On the relation between the national question and party-building we are told in Red Papers 6 that

...from the standpoint of achieving minimum unity to build the Party–it is not necessary to hold strictly to Black people being a nation in terms of the five criteria laid out by Stalin. But it is necessary to agree that the right of self-determination does apply to Black people. Red Papers 6 p.10

It is not necessary to hold to the four, five, or six criteria laid out by Stalin. It therefore isn’t even necessary to hold that Blacks are a nation. All that is necessary is that the right to self-determination be upheld. It follows that if we are not bound by the principled definition of a nation, or the principled relation between a nation and the right of nations to self-determination, we have free license to liquidate any principle that stands between us and “minimum unity”. It is a way of creating “minimum unity” around maximum opportunism.

It is on the basis of such “principles” that the RU would like to create the Revolutionary Communist Party of the U.S.A., a party that would supposedly lead the workingclass to socialist revolution, or to what the RU with true poetic genius has called the “festival of the oppressed”. Does the RU have in mind a festival, or a circus?

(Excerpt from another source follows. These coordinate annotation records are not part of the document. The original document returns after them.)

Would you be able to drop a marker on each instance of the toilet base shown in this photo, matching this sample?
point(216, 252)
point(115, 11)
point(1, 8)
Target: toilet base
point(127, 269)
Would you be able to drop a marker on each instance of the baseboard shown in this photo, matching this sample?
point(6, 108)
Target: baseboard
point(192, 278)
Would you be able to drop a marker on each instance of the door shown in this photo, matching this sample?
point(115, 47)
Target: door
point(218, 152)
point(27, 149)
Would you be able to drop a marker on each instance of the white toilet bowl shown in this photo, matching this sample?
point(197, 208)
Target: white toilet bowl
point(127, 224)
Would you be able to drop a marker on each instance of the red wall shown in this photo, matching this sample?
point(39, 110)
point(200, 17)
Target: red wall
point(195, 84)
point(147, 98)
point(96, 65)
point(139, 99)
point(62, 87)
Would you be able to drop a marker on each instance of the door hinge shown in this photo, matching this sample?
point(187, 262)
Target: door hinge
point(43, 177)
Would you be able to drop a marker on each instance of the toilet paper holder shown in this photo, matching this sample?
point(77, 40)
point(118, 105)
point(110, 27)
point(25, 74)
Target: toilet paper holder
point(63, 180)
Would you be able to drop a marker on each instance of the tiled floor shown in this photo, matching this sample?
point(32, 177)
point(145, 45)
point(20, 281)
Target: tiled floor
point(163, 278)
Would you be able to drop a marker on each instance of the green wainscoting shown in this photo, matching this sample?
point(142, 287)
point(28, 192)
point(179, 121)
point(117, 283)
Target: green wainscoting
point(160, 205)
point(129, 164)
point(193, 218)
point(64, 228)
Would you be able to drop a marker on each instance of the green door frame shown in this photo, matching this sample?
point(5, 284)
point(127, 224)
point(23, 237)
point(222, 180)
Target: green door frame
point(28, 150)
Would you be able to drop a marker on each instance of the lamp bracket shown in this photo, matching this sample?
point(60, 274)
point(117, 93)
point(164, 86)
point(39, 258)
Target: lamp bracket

The significance of the RU’s position in the Draft Programme is that the Third Period and Nation of a New Type now appear anonymous.

Instead we have

...the Black people remain an oppressed nation, but under new conditions, and in a different relation to U.S. imperialism than its colonies (and neo-colonies) in other countries. Draft Programme p.36

Instead of a nation based on “historically constituted”, we have

...the workingclass and its party uphold the right of Black people to return to and reclaim their homeland. Draft Programme p.36

Instead of “essential thrust” we now have “main thrust”. Lurking behind the very general presentation we have in the Programme are all the very specific revisions of Marxism we encountered as we fought our way through the Red Papers. Those formulations, of course, “boiled the question down” to its opportunist essence, “but don’t strictly apply in every detail” to what the RU hopes to achieve with the Programme. The RU suspects that if it offers us the Third Period and the Nation of a New Type as points of unity, we will all have a good laugh and then turn back to our real work. So it offers us something very loose and inoffensive, i.e. “new conditions”, “different relations”, etc. What could we possibly object to7

What the RU has accomplished with its Red Papers and the Draft Programme brings to mind the following passage from Engels:

It often seems as if these gentlemen think anything is good enough for the workers. If these gentlemen only knew that Marx thought his best things were still not good enough for the workers, how he regarded it as a crime to offer the workers anything but the very best! Engels Letter to C. Schmidt August 5 1890

The RU’s position on the national question will satisfy the petty bourgeois nationalists. The Draft Programme as a whole will satisfy the conciliators, opportunists, and petty bourgeois revolutionists. The petty bourgeoisie, after all, is not a very demanding class, and will take about anything it can get. The petty bourgeoisie may find accommodation within the RU, but the RU will find no accommodation within the workingclass.

If the RU persists in its present course, it will indeed create its Party, as the CL has created its, consolidate its opportunism into a hardened trend, and draw an indelible line between itself and Marxism-Leninism. As with the BWC, the RU must make up its mind on whose side it will stand.